Após período ‘encurralado’, Fabinho Soldado começa a mostrar serviço no Corinthians
Deixado de lado na novela Balotelli, executivo foi essencial para a vinda de André Ramalho, novo reforço para a zaga alvinegra
Executivo de Futebol do Corinthians, Fabinho Soldado foi fundamental para a contratação do zagueiro André Ramalho, apresentado nesta quinta-feira (18) como reforço do clube alvinegro. E o defensor não deverá ser o único atleta a ser negociado com participação direta e ativa do dirigente que tem tido dias tranquilos após semanas turbulentas.
Em meio a recentes protestos de torcedores organizados, o presidente Augusto Melo prometeu entre três e quatro reforços de impacto para a janela de transferências que abriu no último dia 10 de julho, o que aumentou a responsabilidade de Fabinho no mercado.
🆕 Sabia que André Ramalho, novo reforço do Corinthians, é um marco para o futebol da Red Bull?

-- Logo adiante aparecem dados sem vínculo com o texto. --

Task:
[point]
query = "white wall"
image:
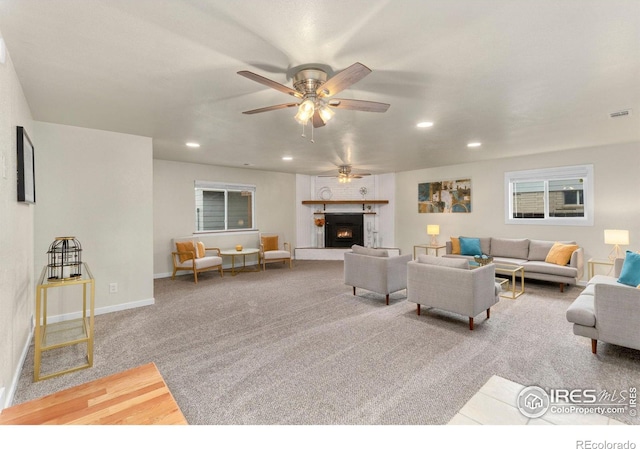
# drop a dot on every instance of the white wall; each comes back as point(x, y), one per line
point(616, 200)
point(97, 186)
point(16, 237)
point(174, 205)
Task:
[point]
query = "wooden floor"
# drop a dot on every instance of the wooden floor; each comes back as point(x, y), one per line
point(136, 396)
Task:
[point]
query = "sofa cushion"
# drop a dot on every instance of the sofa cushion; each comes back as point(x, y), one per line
point(630, 274)
point(539, 249)
point(470, 246)
point(536, 266)
point(455, 245)
point(560, 253)
point(582, 311)
point(511, 248)
point(369, 251)
point(443, 261)
point(485, 245)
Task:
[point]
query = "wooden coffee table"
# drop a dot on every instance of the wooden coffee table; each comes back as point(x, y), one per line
point(233, 253)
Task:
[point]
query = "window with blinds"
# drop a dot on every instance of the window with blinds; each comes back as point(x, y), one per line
point(224, 207)
point(556, 196)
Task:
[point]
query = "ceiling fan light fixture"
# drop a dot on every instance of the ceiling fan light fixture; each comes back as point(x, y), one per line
point(326, 113)
point(305, 111)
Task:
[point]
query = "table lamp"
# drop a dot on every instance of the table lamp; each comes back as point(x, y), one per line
point(616, 237)
point(433, 231)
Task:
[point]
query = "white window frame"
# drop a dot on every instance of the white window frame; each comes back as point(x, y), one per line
point(585, 172)
point(226, 188)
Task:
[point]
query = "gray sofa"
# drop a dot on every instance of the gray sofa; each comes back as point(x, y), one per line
point(531, 255)
point(374, 270)
point(450, 285)
point(607, 311)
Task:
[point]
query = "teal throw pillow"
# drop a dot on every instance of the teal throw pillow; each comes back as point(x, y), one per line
point(630, 274)
point(470, 247)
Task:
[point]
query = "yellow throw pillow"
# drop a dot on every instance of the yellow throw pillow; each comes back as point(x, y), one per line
point(201, 251)
point(184, 247)
point(455, 245)
point(560, 254)
point(270, 243)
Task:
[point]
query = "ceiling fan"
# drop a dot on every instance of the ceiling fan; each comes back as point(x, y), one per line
point(344, 174)
point(314, 93)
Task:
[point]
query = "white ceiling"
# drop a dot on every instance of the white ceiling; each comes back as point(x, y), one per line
point(521, 76)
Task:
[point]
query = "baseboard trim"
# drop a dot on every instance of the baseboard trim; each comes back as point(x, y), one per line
point(16, 375)
point(103, 310)
point(55, 319)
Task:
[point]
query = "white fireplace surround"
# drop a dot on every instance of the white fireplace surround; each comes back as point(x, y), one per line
point(380, 221)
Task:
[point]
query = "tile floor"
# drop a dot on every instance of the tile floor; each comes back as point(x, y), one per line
point(495, 404)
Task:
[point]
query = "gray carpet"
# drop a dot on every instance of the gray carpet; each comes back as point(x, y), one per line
point(296, 347)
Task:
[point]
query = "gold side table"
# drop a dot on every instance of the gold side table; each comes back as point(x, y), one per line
point(512, 270)
point(591, 263)
point(427, 247)
point(63, 333)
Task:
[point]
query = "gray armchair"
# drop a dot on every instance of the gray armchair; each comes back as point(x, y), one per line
point(374, 270)
point(607, 311)
point(449, 284)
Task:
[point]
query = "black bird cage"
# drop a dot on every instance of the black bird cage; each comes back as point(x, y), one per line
point(65, 259)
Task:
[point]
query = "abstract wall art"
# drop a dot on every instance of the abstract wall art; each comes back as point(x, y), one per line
point(445, 196)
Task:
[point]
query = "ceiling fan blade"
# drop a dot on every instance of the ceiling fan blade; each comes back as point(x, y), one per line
point(342, 80)
point(317, 120)
point(269, 83)
point(271, 108)
point(359, 105)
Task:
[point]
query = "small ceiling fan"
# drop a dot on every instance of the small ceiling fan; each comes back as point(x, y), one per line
point(344, 174)
point(314, 93)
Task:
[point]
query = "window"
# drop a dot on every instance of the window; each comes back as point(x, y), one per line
point(224, 207)
point(555, 196)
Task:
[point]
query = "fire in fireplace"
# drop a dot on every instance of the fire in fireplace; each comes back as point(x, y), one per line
point(343, 230)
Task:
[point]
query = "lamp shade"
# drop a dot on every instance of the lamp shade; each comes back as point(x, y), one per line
point(433, 229)
point(616, 237)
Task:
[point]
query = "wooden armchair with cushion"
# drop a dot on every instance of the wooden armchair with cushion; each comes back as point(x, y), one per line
point(270, 250)
point(191, 255)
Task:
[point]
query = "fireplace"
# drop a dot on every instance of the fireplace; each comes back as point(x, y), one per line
point(343, 230)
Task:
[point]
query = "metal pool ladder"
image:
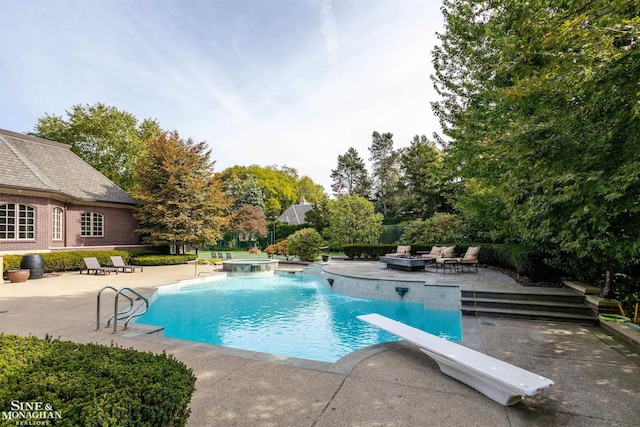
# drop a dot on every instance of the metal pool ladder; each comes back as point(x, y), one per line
point(127, 313)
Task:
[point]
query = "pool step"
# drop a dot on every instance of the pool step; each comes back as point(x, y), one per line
point(559, 305)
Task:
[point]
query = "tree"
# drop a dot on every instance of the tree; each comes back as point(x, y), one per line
point(386, 171)
point(280, 186)
point(108, 139)
point(440, 228)
point(249, 222)
point(351, 176)
point(180, 200)
point(540, 104)
point(425, 181)
point(352, 219)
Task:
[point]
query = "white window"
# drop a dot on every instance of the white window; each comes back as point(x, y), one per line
point(91, 225)
point(57, 224)
point(17, 222)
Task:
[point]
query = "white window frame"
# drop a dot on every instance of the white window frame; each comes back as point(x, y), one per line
point(17, 222)
point(91, 224)
point(57, 224)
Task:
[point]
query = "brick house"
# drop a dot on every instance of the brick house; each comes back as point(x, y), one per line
point(50, 199)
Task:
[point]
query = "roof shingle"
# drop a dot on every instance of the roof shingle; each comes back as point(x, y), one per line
point(31, 163)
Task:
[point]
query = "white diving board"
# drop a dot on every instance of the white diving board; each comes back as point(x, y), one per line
point(505, 383)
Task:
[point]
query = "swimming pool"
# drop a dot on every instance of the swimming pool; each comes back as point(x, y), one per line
point(288, 315)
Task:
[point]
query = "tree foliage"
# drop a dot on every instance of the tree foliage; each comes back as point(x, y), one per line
point(441, 228)
point(350, 176)
point(180, 200)
point(385, 172)
point(425, 182)
point(352, 219)
point(540, 102)
point(280, 186)
point(108, 139)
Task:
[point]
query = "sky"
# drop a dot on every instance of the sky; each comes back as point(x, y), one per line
point(264, 82)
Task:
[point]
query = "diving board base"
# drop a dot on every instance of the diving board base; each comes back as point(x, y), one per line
point(500, 381)
point(496, 392)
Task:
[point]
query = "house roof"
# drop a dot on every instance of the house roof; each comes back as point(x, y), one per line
point(36, 164)
point(295, 214)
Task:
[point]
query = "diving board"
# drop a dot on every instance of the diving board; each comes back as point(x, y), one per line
point(505, 383)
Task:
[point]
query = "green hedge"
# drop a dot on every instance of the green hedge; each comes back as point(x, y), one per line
point(161, 259)
point(367, 251)
point(73, 260)
point(94, 385)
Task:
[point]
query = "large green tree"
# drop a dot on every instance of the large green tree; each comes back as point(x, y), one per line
point(110, 140)
point(350, 176)
point(540, 103)
point(181, 202)
point(425, 183)
point(352, 219)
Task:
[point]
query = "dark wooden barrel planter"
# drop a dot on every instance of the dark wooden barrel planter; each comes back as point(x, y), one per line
point(35, 264)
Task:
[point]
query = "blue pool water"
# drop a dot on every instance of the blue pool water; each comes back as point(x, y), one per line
point(289, 315)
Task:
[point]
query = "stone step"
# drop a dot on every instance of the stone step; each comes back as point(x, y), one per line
point(532, 294)
point(519, 304)
point(553, 316)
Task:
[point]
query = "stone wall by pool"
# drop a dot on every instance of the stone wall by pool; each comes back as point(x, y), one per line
point(435, 297)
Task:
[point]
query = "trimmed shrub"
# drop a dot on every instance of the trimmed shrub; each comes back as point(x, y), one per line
point(90, 384)
point(367, 251)
point(278, 248)
point(305, 244)
point(162, 259)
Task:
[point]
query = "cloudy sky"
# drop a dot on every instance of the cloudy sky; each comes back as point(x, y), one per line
point(266, 82)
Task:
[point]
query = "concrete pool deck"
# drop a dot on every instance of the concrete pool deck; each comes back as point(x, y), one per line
point(597, 375)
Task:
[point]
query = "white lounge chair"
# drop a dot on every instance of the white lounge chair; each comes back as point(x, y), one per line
point(505, 383)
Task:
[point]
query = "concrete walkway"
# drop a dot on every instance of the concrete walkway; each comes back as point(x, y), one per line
point(597, 375)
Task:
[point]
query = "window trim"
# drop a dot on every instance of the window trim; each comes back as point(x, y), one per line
point(94, 227)
point(18, 228)
point(57, 224)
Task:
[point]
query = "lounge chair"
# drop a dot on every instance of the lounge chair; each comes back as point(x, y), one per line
point(503, 382)
point(446, 259)
point(92, 264)
point(118, 264)
point(469, 259)
point(401, 250)
point(436, 252)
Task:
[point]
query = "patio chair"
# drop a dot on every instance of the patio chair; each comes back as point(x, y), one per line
point(118, 264)
point(435, 253)
point(92, 264)
point(469, 259)
point(401, 250)
point(446, 259)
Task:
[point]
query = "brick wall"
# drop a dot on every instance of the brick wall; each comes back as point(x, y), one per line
point(119, 226)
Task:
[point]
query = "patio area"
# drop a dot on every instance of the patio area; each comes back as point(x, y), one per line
point(597, 375)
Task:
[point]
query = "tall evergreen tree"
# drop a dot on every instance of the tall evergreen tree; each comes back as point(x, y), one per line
point(181, 202)
point(350, 176)
point(385, 173)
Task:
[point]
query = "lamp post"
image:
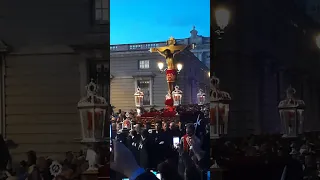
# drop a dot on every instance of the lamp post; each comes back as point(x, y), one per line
point(177, 96)
point(201, 96)
point(318, 40)
point(92, 109)
point(291, 112)
point(222, 17)
point(219, 110)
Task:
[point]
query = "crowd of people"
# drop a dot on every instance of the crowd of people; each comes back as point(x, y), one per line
point(38, 168)
point(268, 157)
point(153, 148)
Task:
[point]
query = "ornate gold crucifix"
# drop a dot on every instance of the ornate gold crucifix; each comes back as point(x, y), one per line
point(169, 52)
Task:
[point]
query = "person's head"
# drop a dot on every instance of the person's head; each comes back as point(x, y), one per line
point(133, 133)
point(145, 134)
point(190, 130)
point(138, 128)
point(69, 156)
point(173, 126)
point(158, 125)
point(165, 126)
point(114, 126)
point(119, 126)
point(191, 173)
point(32, 158)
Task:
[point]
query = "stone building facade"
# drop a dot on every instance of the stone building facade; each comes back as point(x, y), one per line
point(48, 51)
point(263, 51)
point(132, 66)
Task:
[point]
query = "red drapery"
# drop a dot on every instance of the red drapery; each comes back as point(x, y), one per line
point(171, 75)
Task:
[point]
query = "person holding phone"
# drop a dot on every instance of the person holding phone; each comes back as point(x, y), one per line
point(124, 162)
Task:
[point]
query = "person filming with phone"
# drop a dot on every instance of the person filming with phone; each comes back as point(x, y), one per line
point(192, 158)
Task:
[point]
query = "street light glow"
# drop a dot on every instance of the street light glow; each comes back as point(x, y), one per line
point(179, 66)
point(222, 17)
point(318, 40)
point(160, 65)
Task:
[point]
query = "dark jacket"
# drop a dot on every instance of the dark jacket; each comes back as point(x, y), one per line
point(147, 176)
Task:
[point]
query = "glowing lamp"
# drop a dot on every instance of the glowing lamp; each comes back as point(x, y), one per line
point(138, 112)
point(222, 17)
point(201, 96)
point(160, 66)
point(177, 96)
point(219, 110)
point(138, 97)
point(179, 67)
point(318, 40)
point(291, 112)
point(92, 109)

— Trivela (@trivela) July 18, 2024
✍️ @FabioLazaro_ explica a históriahttps://t.co/9pfmbshsS3
Soma-se o compromisso do mandatário corintiano com a ‘novela Balotelli’, na qual Soldado sequer teve participação, o executivo teve a sua força no departamento de futebol questionada internamente. Por isso, a contratação de Ramalho foi uma resposta positiva.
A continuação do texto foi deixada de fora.